Dalam teori, controller sebuah safety control disarankan terpisah dari controller process control. Namun, hal ini bukanlah sebuah kemutlakan yang harus diikuti. Terkadang sebuah process control tidak bisa dipisahkan dengan safety control. Contoh : pada sebuah test station onshore, ESD adalah process control itu sendiri termasuk sistem alarmnya. Interlocking system yang berfungsi mengidentifikasi dan menindaklanjuti alarm-alarm kritikal semisal HHLL pada vessel juga adalah bagian dari process control.
Artikel yang dimaksud di atas lebih tepat mengatakan bahwa “DCS dan PLC mempunyai banyak fungsionalitas yang sama”. Kalau dikatakan bahwa “DCS dan PLC mempunyai fungsi yang sama”, dapat diartikan bahwa seluruh functionality DCS dan PLC sama, padahal masih ada banyak fungsionalitas yang tidak sama antara DCS dan PLC.

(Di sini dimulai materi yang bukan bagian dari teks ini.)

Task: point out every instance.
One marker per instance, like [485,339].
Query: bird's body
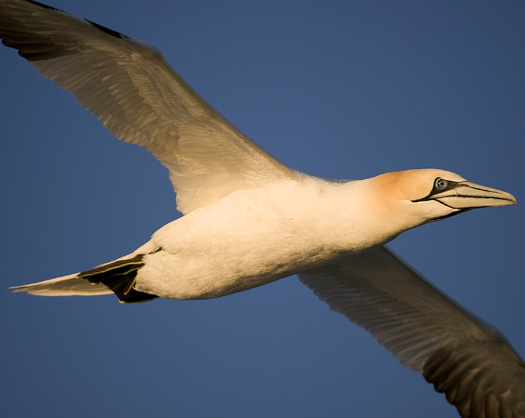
[250,220]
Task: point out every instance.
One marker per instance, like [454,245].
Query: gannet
[249,220]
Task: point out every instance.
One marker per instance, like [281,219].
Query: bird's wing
[129,86]
[471,362]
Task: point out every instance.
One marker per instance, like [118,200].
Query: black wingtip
[120,277]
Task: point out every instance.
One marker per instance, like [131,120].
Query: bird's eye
[440,184]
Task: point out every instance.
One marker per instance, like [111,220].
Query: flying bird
[249,220]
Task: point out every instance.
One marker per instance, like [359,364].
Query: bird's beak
[465,195]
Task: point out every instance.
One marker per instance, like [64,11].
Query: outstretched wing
[129,86]
[471,362]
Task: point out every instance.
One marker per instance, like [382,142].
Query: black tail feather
[120,277]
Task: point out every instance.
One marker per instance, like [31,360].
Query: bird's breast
[246,240]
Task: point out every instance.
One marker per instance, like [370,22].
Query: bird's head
[415,197]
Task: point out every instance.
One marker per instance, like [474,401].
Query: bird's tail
[116,277]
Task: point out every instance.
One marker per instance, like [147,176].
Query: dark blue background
[338,89]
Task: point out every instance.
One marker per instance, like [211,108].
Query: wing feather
[133,91]
[470,361]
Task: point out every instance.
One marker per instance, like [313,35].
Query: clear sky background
[337,89]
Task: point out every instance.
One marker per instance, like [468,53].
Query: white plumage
[249,220]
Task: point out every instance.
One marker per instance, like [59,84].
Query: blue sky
[338,89]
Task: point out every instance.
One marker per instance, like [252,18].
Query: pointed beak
[465,195]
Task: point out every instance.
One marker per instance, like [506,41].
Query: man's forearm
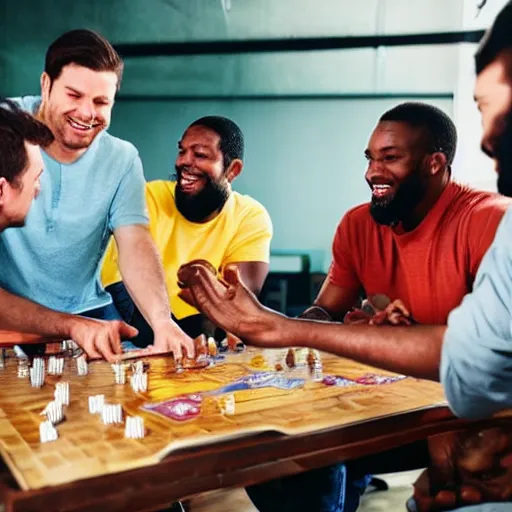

Perbedaan fungsionalitas tersebut juga berarti bahwa DCS dan PLC tidak bisa di-implementasikan pada aplikasi yang sama. Misalnya untuk sebuah large chemical plant, tetap diperlukan kedua sistem DCS dan PLC, masing-masing untuk aplikasi sesuai dengan rancang bangun atau kegunaan dari sistem (DCS atau PLC).
* DCS bukanlah PLC yang besar. Kita bisa mempunyai DCS dengan 300 I/O dan 2 Processor Module, dan PLC dengan 8000 I/O dengan satu atau dua Processor Module; System Architecture DCS dan PLC berbeda.
* DCS juga bukan PLC-PLC yang terintegrasi menjadi satu system besar. Kata “Controller” pada PLC lebih ditujukan sebagai “Logic Controller”, sedangkan pada DCS lebih ditujukan sebagai “Process Controller”
* Baik DCS maupun PLC adalah configurable dan reconfigurable
* DDC dan PLC digabung ataupun tidak adalah dua system yang berbeda
* Kita tidak bisa menyejajarkan sistem yang berbeda-beda; sedangkan untuk sistem yang sama pun (sesama DCS atau sesama PLC) tidaklah mudah untuk menyejajarkan satu dengan yang lain.
Tetapi memanglah demikian adanya. Topik ini adalah topik klasik yang sering dibicarakan dalam berbagai technical forum, tidak hanya di Indonesia tetapi juga secara internasional, dan tetap tidak membuahkan konklusi. Yang penting kita gunakan sistem yang sesuai dengan kegunaan.